Social Organization. Rotating age sets formerly existed among all Kalenjin, with the same or nearly the same names in all groups. There were eight sets among the Tugen, Marakwet, and Sabaot and seven among the Keiyo, Nandi, and Kipsigis (with some evidence that there may have been eight formerly). The Marakwet, Tugen, and Sabaot have formalized age sets for women, and other Kalenjin probably once had them. Members of younger age sets defer to members of older age sets. Men initiated together have a very high level of solidarity: they spend much time together, form work teams, try to live in the same neighborhood and marry sisters (wife's sister's husband is an important reciprocal kin type), and may not marry each other's daughters. Aside from territorial units and clans, there were no other formai associations.

Political Organization. Most political action took place in the kokwet, or council of the locality (today, sublocation council). Theoretically, any married man could be an active participant; in fact, a small group of influential elders formed the core. Women could observe—but not speak unless invited. Local councils sent representatives to occasional meetings of pororiet councils. Such councils continue to be important under the leadership of a government-appointed sublocation chief.

Traditionally, there were no central authorities, although the Nandi and Kipsigis came close to having chiefs in the head orkoiyot. All the Kalenjin had men called orkoiyot, believed to have power to control weather and foretell events. The nineteenth-century Nandi and Kipsigis came to rely on one central authority to coordinate warfare (through representatives on pororiet councils) and predict the success of raids. The orkoiyot was rewarded with a share of the booty of successful raids, and his family became wealthy and powerful. For its short existence, this office was passed from father to son.
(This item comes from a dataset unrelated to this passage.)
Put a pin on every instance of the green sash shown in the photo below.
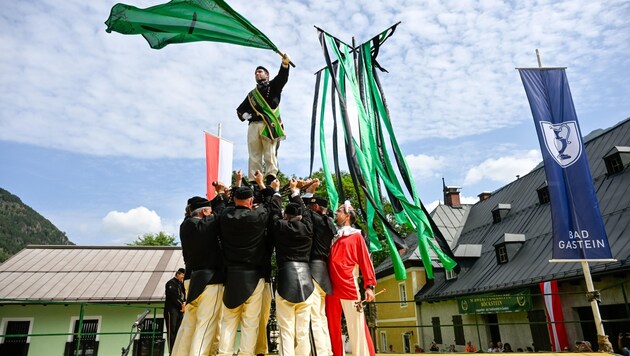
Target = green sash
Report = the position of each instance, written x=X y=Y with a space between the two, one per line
x=273 y=124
Social Control. Internal conflicts and norm violations are brought before neighborhood elders' courts. In modern Kenya, serious offenses are automatically matters for the police and government courts; other disputes can become police matters if someone files charges, but the elders' court is still the main arena for litigation. Offending parties would normally comply with fines imposed by elders; elders could also order punishments (e.g., beating) to be administered by offenders' age sets. People convicted of witchcraft were ordered to be put to death by their own kin. Traditionally, local groups of women could sanction men deemed guilty of "crimes against women."
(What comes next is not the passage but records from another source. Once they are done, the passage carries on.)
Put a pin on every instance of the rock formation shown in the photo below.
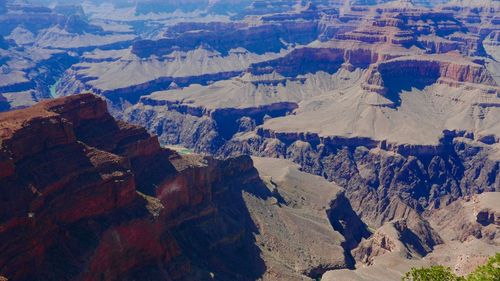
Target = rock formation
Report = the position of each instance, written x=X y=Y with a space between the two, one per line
x=87 y=197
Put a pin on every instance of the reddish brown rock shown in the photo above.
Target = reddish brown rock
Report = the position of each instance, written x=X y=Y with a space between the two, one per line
x=70 y=207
Conflict. Cattle raiding was extremely important in the social life of the pastoral Kalenjin. The warrior age grade (youngest initiated age set) was responsible for defending cattle, and acquiring their own fortunes in captured cattle. War was not specifically for territory, but the Nandi and the Kipsigis did expand territorially at the expense of the Maasai. Whereas the Nandi and the Kipsigis did not raid each other, they did at times raid other Kalenjin.